A new benchmarking framework suggests AI coding models are better at pattern-matching than problem-solving.
Researchers have introduced AlgoBench, a framework that generates novel algorithm problems by systematically mutating known competitive-programming challenges. The twist: each new variant is designed so the original solution fails, forcing a model to actually reason rather than retrieve. Beyond the standard pass-rate metric, AlgoBench introduces five complexity-aware measures — OPTT, OPTS, TRAPRATE, GAPT, and CONSENS — to check whether a solution is not just functionally correct but also efficient enough for the problem at hand. Experiments across multiple large language models showed performance dropping sharply on these variants compared to the source problems.

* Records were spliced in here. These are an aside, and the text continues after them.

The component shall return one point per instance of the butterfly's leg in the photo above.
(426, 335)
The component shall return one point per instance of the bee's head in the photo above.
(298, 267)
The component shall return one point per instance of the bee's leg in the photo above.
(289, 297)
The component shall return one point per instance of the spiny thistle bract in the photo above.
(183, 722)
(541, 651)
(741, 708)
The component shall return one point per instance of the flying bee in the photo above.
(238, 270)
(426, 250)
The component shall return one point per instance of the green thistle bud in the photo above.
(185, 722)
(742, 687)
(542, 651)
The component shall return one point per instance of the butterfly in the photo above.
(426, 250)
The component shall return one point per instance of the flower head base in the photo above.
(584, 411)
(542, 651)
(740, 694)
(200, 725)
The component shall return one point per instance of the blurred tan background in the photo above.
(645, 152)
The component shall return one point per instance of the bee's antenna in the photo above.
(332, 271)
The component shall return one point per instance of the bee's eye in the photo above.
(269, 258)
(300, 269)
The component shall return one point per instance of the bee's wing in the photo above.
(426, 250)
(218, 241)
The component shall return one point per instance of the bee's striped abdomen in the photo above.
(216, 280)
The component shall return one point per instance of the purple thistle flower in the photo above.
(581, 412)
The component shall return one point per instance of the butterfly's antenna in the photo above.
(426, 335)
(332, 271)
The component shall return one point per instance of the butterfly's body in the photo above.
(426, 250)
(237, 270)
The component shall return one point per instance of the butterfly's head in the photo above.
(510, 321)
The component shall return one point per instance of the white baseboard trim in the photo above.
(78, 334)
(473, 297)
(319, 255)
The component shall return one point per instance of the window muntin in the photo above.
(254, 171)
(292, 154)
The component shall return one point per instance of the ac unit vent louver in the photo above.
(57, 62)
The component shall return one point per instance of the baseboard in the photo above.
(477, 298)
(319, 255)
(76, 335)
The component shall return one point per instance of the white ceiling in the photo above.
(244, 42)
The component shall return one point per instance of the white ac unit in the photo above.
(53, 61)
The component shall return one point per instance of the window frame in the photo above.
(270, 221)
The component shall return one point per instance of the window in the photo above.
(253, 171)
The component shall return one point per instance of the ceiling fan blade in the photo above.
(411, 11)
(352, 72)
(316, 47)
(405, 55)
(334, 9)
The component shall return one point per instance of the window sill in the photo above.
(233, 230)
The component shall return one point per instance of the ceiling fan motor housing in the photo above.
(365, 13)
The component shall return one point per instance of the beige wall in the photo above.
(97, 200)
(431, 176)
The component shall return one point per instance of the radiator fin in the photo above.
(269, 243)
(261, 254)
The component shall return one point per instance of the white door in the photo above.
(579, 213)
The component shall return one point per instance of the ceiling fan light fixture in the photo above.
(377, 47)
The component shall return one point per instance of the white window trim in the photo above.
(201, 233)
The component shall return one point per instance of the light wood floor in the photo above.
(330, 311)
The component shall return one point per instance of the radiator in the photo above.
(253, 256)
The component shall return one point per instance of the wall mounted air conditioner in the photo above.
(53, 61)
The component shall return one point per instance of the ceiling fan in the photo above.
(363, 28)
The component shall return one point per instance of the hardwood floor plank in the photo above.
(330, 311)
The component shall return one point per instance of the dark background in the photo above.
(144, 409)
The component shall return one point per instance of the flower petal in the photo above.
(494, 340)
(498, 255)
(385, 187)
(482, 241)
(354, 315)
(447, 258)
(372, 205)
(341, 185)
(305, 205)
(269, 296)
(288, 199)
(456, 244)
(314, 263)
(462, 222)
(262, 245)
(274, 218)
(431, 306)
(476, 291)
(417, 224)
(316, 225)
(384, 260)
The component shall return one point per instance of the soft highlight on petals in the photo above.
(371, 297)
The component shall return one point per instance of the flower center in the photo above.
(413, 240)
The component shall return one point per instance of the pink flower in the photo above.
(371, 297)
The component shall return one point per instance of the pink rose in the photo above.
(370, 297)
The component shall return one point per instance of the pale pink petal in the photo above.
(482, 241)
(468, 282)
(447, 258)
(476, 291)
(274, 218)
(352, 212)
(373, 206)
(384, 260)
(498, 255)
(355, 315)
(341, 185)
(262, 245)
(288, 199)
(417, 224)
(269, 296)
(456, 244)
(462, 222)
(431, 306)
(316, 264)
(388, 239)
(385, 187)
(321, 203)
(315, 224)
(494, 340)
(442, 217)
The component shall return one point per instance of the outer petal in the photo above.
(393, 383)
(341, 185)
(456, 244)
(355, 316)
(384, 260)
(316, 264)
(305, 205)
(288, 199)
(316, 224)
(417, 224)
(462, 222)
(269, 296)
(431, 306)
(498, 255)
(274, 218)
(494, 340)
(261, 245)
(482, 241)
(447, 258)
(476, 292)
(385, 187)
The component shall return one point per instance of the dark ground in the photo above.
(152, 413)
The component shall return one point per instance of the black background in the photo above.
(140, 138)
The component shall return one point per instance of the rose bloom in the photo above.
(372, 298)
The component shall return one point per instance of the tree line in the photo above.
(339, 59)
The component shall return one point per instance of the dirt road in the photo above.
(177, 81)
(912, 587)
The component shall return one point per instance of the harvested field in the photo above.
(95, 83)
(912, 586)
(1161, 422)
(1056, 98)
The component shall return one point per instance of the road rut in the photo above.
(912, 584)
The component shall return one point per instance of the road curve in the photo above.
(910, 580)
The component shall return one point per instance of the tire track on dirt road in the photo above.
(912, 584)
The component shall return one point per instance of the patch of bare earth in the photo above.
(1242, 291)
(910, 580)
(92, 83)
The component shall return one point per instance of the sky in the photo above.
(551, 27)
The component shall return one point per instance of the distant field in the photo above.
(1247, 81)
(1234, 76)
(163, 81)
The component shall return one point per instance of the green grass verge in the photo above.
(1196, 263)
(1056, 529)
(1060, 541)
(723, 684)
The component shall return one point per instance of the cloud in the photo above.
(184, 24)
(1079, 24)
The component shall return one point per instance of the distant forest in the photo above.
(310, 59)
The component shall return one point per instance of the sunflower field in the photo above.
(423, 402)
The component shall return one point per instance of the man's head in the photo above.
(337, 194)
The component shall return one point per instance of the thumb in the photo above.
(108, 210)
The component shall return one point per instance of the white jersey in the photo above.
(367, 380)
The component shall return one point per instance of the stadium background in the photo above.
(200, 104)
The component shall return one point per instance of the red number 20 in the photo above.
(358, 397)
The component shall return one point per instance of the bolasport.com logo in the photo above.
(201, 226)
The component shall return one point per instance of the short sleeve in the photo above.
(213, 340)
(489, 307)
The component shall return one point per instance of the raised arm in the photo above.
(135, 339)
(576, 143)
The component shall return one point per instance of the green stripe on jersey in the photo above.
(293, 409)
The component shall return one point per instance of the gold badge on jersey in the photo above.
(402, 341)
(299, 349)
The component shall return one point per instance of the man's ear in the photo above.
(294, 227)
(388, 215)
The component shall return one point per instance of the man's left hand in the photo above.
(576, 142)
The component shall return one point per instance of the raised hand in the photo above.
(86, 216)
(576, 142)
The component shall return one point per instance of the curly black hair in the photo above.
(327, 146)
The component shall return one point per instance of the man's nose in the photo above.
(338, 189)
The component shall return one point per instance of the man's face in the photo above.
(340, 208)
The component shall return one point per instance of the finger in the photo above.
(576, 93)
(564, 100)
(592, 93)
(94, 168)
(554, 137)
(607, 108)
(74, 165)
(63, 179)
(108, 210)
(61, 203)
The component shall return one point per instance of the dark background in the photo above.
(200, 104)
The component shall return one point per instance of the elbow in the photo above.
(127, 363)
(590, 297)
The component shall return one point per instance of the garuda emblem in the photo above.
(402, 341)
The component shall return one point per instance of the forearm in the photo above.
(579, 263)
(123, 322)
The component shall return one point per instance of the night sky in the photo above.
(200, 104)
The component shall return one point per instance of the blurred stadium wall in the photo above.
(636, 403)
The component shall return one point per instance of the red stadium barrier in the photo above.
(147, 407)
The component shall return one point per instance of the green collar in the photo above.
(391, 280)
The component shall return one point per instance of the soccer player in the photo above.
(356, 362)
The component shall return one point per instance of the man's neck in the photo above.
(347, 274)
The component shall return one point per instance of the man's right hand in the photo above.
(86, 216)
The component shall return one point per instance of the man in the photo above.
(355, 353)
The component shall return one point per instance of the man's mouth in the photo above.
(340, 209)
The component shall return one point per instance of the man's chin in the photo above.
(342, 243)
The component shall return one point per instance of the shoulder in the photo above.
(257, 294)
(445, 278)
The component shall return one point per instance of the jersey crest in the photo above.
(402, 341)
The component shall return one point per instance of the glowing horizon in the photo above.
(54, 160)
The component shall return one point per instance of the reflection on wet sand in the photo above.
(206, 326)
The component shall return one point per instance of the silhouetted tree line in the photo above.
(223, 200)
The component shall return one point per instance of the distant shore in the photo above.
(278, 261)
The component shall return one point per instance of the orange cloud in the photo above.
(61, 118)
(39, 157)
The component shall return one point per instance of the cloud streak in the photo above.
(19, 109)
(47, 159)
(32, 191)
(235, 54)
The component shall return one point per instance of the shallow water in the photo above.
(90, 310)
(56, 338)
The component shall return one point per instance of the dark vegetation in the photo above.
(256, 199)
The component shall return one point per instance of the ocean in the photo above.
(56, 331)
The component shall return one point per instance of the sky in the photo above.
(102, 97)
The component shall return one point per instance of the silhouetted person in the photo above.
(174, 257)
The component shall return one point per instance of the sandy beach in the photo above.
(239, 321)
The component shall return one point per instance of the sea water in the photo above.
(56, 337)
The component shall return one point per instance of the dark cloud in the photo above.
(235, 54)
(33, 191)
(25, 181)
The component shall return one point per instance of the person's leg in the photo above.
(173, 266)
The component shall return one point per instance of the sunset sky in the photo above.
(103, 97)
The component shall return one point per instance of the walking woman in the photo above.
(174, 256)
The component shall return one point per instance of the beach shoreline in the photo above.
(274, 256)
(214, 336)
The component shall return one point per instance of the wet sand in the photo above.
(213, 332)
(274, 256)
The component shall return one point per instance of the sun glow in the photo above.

This matters because benchmarks like HumanEval and LiveCodeBench have become compromised over time: problem statements, editorial write-ups, and model-generated solutions leak into training data, letting later models score higher without becoming smarter. AlgoBench's mutation approach offers a moving target that is harder to saturate by data exposure alone. The error analysis found that most failures were algorithmic, not syntactic — models knew how to write code, they just reached for the wrong algorithm.
It is a familiar dynamic in AI evaluation: the moment a benchmark goes public, it starts becoming a training signal, and the leaderboard stops measuring what it was built to measure. AlgoBench is not a permanent fix, but it is a more honest test of whether a model can adapt when the rules change.